Americans may be spending more time shopping for shoes than a mortgage, a recent report from the Consumer Finance Protection Bureau suggested. Almost half of consumers seeking a home loan to purchase a home make a potentially costly mistake to not shop for lenders, the agency recently found.

Instead of contacting different lenders and comparing mortgage rates and fees, some consumers are paying more by sealing the home deal with the first – and only – lender contacted.

When people buy a home, they take time to shop around and compare different homes before making the ultimate decision.

Unfortunately, this is not the process that most consumers go through when they choose a mortgage loan. Instead, there is a tendency to latch onto the first knowledgeable individual offering a loan and assume that they are acting solely in your best interest. Recent history shows that this approach can cost you literally thousands of dollars.

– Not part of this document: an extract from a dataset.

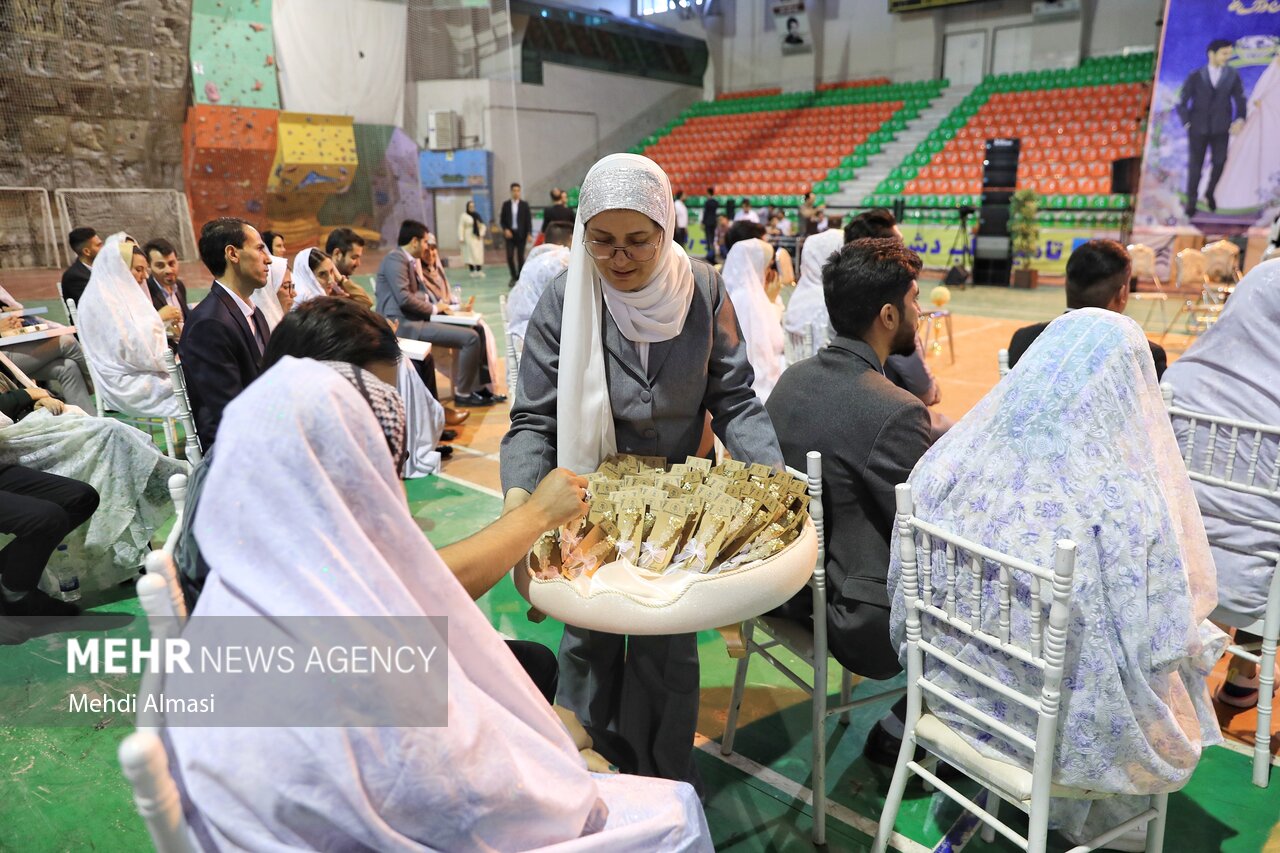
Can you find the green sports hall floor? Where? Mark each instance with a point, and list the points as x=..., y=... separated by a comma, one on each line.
x=60, y=789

Before the financial crisis and recent mortgage reforms, some lenders steered borrowers toward riskier and higher-cost loans because it financially benefitted the mortgage originator. Some mortgage originators used “yield spread premiums” to bump up mortgage rates in exchange for higher commissions, costing the consumer.

That was yesterday, and thankfully for the consumer, now it’s different. Thanks to new federal regulations that went into effect in January 2014, mortgage lenders offering traditional loan products today are ‘capped’ at charging you a maximum of 3 percent compensation for your loan.

But, buyer beware. That 3 percent cap is only on disclosed fees that are clearly shown on your loan’s good faith estimate. Banks and mortgage banks can charge more than that through what’s known as ‘service release premium,’ which they can adjust to increase their profits and pass along these costs to you.

It’s extremely important to understand that mortgage brokers, like Premier Mortgage Lending, legally cannot charge this premium like banks can. This makes a broker a good place for your buyers to start when shopping around for the lowest-cost loan.

The role of a broker is different than that of a bank. A broker acts as an intermediary between the borrower and the lending source, while a bank often is the lending source. Because brokers typically work with multiple lending institutions, they can connect your buyer to multiple mortgage products with varying interest rates and out-of-pocket costs.